Although concerns about the actual development’s details remain, many people accept in principle that the site could and should be developed with a multi-use concept that in this case would also involve 55 senior citizen condominiums. But there is also a strong view — among some in the village, anyway — that the promised municipal services should be part of the early planning and not wait until after the buildings are built. Fears include an overabundance of retail space that could lead to the presence of several formula businesses.
Asked for a reaction, Trustee Matt Francisco in an email wrote: “I am disheartened by the news that Mr. Guillaro wants to investigate other options for use. I sincerely hope that he understood what I believe the residents were trying to communicate at the public hearing. That it was not so much comment against the site plan as much as the mechanism to best achieve those uses for his project while protecting the village’s interests.

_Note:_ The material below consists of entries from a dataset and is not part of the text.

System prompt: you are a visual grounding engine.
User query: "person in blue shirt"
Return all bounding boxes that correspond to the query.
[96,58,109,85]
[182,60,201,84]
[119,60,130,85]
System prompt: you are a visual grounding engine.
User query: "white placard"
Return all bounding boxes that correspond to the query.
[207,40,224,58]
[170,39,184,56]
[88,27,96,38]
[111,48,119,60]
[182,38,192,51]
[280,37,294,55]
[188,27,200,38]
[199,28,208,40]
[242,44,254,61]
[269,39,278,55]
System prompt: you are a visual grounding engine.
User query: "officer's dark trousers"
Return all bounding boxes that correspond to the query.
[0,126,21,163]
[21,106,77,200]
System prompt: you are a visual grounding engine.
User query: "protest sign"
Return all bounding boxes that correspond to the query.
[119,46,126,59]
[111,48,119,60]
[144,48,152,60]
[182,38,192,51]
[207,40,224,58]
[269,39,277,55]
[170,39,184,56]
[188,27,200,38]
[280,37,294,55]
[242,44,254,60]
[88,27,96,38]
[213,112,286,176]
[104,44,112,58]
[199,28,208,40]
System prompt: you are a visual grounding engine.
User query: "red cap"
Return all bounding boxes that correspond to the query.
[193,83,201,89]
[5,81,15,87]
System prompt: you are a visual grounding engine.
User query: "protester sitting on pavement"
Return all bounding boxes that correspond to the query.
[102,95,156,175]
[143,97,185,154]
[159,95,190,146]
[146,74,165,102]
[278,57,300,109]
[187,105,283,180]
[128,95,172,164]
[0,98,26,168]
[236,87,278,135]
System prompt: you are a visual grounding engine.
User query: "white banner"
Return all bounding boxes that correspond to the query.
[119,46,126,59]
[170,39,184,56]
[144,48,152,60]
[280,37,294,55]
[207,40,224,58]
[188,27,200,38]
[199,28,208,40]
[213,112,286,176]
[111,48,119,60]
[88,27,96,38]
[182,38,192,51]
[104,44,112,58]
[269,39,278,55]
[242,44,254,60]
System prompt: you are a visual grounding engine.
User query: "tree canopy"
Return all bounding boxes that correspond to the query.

Of great concern I believe, was the change of the Municipal Building being labeled on the concept plan as ‘Office/Retail/Commercial.’ This would allow for the entire 17,000 square feet of the building to be used for additional commercial/retail space that was never anticipated or discussed. That in combination with the lack of any protections from formula businesses was clearly more risk than the residents want us to take on their behalf.”
After the Tuesday meeting, Trustee Ralph Falloon, currently the only candidate for mayor, said, “We need to seriously regroup [on Butterfield]. I don’t want to see the proposal go away. We have to close some of the open-ended issues and move forward.”